Qatar on Sunday demanded that India apologise for "Islamophobic" comments made by a top ruling party official as India's vice president started a visit to bolster trade with the wealthy Gulf state.

Comments about the Prophet Mohammed made by a spokesperson for Prime Minister Narendra Modi's party during a televised debate last week sparked anger in several Gulf states.

Kuwait also said it had summoned India's ambassador, amid widespread calls on social media for a boycott of Indian goods in Gulf countries.

The Saudi-based Organisation of Islamic Cooperation also condemned the remarks, without specifying the insult, saying they came in a "context of intensifying hatred and abuse towards Islam in India and systematic practices against Muslims".

India's ambassador in Doha, Deepak Mittal, was ordered to the foreign ministry on the second day of a high profile visit by Vice President Venkaiah Naidu and Indian business leaders.

Indians make up about one million of Qatar's total population of 2.8 million.

The envoy was handed an official protest letter which said "Qatar is expecting a public apology and immediate condemnation of these remarks from the government of India," according to a foreign ministry statement.

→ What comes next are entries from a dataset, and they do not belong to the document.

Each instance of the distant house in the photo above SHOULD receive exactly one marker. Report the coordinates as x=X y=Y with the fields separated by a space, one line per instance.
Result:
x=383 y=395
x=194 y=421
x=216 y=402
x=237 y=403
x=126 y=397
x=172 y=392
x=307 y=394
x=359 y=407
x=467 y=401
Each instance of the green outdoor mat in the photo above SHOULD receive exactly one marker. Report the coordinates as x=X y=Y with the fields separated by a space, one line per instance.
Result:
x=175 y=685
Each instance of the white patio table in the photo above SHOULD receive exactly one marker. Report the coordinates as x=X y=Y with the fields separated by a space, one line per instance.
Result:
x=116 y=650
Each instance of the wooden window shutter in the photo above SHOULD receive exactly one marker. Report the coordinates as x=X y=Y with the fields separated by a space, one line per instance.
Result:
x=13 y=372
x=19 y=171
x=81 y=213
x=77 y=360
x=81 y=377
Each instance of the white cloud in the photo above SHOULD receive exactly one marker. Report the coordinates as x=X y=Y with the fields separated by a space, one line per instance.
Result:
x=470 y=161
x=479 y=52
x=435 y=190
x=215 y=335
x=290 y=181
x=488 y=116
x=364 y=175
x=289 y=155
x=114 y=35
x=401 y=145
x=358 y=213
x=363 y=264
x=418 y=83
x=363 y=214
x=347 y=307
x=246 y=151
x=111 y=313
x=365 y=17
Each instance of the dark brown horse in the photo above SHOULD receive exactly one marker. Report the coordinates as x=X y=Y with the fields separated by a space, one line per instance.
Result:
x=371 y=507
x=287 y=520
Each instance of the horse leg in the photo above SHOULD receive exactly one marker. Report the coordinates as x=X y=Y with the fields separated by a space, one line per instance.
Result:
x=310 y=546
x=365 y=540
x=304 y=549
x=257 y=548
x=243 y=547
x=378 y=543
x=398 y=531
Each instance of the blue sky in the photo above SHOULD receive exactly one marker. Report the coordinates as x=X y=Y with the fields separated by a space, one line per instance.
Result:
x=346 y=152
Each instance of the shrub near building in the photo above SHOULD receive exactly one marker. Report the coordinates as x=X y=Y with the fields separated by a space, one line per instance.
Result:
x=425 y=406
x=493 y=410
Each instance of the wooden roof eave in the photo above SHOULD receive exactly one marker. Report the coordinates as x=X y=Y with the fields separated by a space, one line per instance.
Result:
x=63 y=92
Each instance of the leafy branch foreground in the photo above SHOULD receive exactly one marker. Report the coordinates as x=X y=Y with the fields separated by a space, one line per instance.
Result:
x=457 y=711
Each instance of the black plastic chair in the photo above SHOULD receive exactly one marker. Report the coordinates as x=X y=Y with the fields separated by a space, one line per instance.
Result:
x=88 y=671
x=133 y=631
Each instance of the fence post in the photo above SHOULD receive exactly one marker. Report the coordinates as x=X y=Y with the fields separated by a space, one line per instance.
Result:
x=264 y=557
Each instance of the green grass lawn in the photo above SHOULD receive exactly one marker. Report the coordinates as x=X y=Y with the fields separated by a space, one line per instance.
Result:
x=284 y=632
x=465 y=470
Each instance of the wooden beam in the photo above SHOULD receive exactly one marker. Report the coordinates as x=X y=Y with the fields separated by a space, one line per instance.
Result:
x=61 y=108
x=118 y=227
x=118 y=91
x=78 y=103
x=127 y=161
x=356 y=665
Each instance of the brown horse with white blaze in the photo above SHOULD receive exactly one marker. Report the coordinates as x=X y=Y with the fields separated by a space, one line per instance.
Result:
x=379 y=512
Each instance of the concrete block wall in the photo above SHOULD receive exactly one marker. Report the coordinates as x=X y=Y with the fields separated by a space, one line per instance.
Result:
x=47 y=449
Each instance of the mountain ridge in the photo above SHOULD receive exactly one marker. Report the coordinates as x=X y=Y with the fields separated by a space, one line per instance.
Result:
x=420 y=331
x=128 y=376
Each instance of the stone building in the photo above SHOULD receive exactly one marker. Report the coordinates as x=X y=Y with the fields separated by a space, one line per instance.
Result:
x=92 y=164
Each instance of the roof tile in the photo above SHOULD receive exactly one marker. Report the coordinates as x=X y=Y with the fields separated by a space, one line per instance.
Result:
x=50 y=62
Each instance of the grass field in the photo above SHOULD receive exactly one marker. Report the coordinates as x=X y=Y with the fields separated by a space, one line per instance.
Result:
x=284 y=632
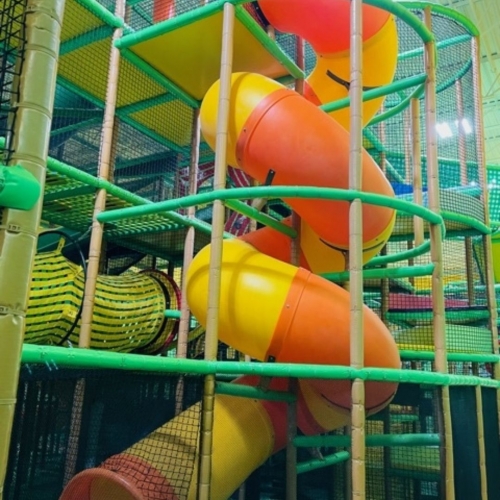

"Allowing such Islamophobic remarks to continue without punishment constitutes a grave danger to the protection of human rights" and "will create a cycle of violence and hate", it added.

India's Bharatiya Janata Party on Sunday suspended its spokesperson Nupur Sharma for expressing "views contrary to the party’s position".

Modi's party, which has frequently been accused of acting against the country's Muslim minority, said it "respects all religions". 

Sharma's comments have been blamed for clashes in the Indian state of Uttar Pradesh on Friday and several Indian Islamic organisations have demanded her arrest.

Sharma said on Twitter that her comments had been in response to "insults" made against the Hindu god Shiva. "If my words have caused discomfort or hurt religious feelings of anyone whatsoever, I hereby unconditionally withdraw my statement."

New Delhi has made no immediate comment but its embassy in Doha released a statement saying that "strong action" had been taken against "fringe elements" who had made derogatory comments. The embassy gave no further details.